Life Lesson at Life Geisinger

I am in an internship class with 8 other art therapy majors (most of them are girls who have been in my classes all these past semesters which is awesome; it makes the class comfortable). The first place we went together this semester is Life Geisinger, a nursing home located on campus.

Here our art directive was to make flags showing ones heritage or just simply about oneself. This was to get them talking about themselves with us. Before hand we collected supplies and cut out items and quotes from magazine to use for collage. As we got there, there was more people than I expected, personally, but that was okay there was enough of us to spread out and such. While getting started some of the people were more enthusiastic than others, some didn’t want to participate at all.

To my right was a woman with the name of a color, let’s call her Pink. When I learned that was her name I said it was ironic that when given the option between the green and pink she chose green; she laughed a little and that was all. There was a very talkative woman next to her that was clearly her friend. Pink was a very good listener she was very interested in what her friend was saying rather than talking herself.

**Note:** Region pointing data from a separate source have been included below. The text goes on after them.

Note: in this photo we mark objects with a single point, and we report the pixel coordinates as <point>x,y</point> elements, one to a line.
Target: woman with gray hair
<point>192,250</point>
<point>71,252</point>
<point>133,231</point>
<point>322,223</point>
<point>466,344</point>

The woman to my left choose not to participate in the art making; she was there to just watch. I decided I was going to talk to her simply ask about her heritage. I asked her where she was from and that threw her off some, she asked me why and how did I know she wasn’t from here. I simply explained to her I had no idea where she was from but since we were making flags I thought I’d ask her as well. After this we got to talking some and I learned all about her and the foreign country she was from. I felt bad because I could hardly hear her small voice therefore I kept having to ask her to repeat things but she didn’t seem to mind too much.

In the end, I learned that the art in art therapy is not a crutch; it is there to be a facilitator in the end talking is what matters. Sometimes people just simply want to talk and that’s what’s going to help them. A good wise lesson learned for all times to come.